Deltan Dallagnol: As 10 medidas contra a Corrupção têm três focos centrais: prevenção da corrupção, para que ela não aconteça; punição adequada dos corruptos (hoje a punição é uma piada de mau gosto) e que saia do papel (dando um basta na impunidade); e criação de instrumentos para recuperar o dinheiro desviado de modo mais efetivo. Essas propostas são essenciais para termos um sistema que minimamente nos dê instrumentos para lidar com a corrupção nas proporções em que ela existe hoje e contribuir com a diminuição dos índices de impunidade e de corrupção. Segundo um estudo publicado pela FGV, hoje a punição dos corruptos ocorre em apenas 3% dos casos, e ainda nesses casos não é, via de regra, prisão, mas sim prestação de serviços ou doação de cestas básicas.

RI: Qual é a sua avaliação sobre vazamentos de delações premiadas, antes do fim do sigilo e da homologação? Esses vazamentos estão sob investigação?

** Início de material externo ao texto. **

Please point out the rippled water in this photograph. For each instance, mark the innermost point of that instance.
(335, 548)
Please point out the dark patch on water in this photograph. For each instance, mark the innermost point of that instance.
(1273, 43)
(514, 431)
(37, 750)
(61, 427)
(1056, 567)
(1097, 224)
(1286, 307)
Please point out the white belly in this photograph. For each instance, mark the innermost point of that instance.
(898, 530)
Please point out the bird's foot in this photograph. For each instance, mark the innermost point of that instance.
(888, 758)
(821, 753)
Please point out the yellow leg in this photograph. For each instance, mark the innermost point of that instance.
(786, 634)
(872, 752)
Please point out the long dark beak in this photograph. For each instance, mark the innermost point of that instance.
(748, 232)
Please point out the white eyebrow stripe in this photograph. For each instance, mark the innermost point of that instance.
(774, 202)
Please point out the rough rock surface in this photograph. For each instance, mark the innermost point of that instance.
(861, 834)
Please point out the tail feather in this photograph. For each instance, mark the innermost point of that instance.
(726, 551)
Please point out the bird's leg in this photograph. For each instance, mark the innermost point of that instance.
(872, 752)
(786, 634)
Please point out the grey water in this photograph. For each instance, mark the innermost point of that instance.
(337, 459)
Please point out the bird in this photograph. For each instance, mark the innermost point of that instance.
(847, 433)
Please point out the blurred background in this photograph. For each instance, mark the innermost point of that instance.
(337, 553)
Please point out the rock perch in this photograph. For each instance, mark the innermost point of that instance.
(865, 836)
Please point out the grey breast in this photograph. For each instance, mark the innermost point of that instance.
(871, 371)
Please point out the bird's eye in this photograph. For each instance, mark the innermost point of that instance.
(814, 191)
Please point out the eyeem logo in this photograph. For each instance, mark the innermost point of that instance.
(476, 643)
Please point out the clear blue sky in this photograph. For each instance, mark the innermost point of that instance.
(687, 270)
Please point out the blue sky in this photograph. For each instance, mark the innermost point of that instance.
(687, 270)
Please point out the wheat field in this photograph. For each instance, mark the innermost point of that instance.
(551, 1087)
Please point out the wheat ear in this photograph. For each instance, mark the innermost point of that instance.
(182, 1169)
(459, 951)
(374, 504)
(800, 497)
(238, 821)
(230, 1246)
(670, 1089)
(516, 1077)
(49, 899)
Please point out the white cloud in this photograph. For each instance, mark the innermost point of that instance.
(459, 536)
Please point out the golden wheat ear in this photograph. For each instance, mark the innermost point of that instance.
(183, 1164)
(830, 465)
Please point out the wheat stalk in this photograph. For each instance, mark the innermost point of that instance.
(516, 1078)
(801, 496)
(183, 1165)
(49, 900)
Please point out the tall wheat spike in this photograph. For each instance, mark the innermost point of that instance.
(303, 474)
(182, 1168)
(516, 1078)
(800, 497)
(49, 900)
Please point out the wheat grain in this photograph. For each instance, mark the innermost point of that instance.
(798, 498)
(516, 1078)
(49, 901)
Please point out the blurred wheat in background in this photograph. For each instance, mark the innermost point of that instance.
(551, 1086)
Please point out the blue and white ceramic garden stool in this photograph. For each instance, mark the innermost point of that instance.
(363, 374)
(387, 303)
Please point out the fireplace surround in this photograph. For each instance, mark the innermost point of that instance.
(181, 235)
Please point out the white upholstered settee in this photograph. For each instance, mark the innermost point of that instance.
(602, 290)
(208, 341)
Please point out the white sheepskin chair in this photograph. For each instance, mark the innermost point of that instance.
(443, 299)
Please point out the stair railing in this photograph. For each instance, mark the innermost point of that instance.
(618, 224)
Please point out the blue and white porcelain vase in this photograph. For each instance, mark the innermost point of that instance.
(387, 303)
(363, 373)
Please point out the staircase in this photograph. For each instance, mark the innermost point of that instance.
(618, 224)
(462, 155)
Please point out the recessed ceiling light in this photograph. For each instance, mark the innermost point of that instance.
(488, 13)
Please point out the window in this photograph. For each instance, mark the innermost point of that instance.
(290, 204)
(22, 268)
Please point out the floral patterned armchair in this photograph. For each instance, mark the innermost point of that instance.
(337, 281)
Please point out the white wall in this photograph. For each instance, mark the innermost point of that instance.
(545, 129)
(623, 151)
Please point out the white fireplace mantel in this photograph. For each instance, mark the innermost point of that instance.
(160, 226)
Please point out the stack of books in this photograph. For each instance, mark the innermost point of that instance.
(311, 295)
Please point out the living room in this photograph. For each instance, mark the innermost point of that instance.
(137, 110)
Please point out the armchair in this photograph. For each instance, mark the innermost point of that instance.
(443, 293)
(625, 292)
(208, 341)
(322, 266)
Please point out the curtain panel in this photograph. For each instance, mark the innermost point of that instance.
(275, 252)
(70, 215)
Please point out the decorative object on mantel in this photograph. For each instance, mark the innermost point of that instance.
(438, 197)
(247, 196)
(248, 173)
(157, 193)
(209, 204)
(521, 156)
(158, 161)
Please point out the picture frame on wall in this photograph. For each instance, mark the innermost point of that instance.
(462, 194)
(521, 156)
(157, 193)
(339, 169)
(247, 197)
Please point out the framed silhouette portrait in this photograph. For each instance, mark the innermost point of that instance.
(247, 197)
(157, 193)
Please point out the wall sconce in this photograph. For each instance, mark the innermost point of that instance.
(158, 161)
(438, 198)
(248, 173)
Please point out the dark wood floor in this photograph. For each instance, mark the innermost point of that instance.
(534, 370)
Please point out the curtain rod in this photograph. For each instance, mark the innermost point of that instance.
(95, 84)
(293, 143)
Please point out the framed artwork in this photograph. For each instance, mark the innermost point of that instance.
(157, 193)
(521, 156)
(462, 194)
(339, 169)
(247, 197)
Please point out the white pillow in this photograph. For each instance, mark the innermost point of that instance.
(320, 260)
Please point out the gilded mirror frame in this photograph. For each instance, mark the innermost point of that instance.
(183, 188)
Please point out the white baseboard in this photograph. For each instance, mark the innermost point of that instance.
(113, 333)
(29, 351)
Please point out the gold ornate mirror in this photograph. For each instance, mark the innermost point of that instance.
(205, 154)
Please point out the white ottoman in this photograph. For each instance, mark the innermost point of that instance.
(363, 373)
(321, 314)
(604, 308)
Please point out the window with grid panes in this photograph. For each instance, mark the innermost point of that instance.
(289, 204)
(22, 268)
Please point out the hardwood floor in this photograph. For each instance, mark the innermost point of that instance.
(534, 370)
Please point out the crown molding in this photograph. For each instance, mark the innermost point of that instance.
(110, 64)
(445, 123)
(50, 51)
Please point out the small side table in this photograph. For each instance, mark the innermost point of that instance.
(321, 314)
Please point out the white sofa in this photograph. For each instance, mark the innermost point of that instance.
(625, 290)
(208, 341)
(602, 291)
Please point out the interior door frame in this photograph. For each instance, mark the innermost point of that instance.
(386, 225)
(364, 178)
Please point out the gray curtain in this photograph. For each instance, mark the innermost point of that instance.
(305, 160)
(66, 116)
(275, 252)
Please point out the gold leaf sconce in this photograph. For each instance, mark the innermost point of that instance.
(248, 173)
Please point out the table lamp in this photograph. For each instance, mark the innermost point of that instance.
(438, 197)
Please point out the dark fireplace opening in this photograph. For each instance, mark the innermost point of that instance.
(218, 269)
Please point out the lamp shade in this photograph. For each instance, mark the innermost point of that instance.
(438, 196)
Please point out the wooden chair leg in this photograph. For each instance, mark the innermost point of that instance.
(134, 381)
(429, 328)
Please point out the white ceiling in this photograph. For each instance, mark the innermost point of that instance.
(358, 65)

Deltan Dallagnol: Grande parte das informações que aparecem na imprensa não são vazamentos, mas reflexo da publicidade das investigações, que deve ser a regra. Os casos de efetivos vazamentos são criminosos e prejudicam as investigações. Há inquéritos instaurados para apurar casos de vazamentos, contudo são condutas bastante difíceis de serem investigadas, até porque há o sigilo de fonte jornalística, um direito “sagrado” da imprensa numa democracia. Mais cedo ou mais tarde, de todo modo, esperamos que todas as informações se tornem públicas, pois a sociedade tem direito de saber dos fatos para que possamos agir preventivamente para impedir que novos escândalos como esse se repitam no futuro. Como expressão de nosso compromisso com a transparência, criamos o primeiro site sobre um caso criminal no Brasil: www.lavajato.mpf.mp.br.

RI: As autoridades envolvidas na Operação Lava-Jato têm sofrido algum tipo de tentativa de interferência política? Há algum risco de esvaziamento das investigações?

Deltan Dallagnol: Em diversas notícias recentes vimos tentativas de interferência por parte de investigados de diferentes partidos políticos. O escudo de proteção da Lava Jato é a opinião pública, a sociedade. Precisamos continuar contando com esse apoio para que as investigações possam prosseguir.

RI: Em 24 de maio de 2016, o procurador da República Roberson Pozzobom, da equipe da força-tarefa da Operação Lava Jato, afirmou que: “A corrupção é praticamente uma regra nos negócios públicos. Por outro lado, mesmo em um cenário calamitoso como esse, vemos uma inércia do Congresso Nacional em aprovar medidas legislativas que possam reverte esse quadro, esses vícios na administração pública”. Qual sua avaliação sobre essa questão?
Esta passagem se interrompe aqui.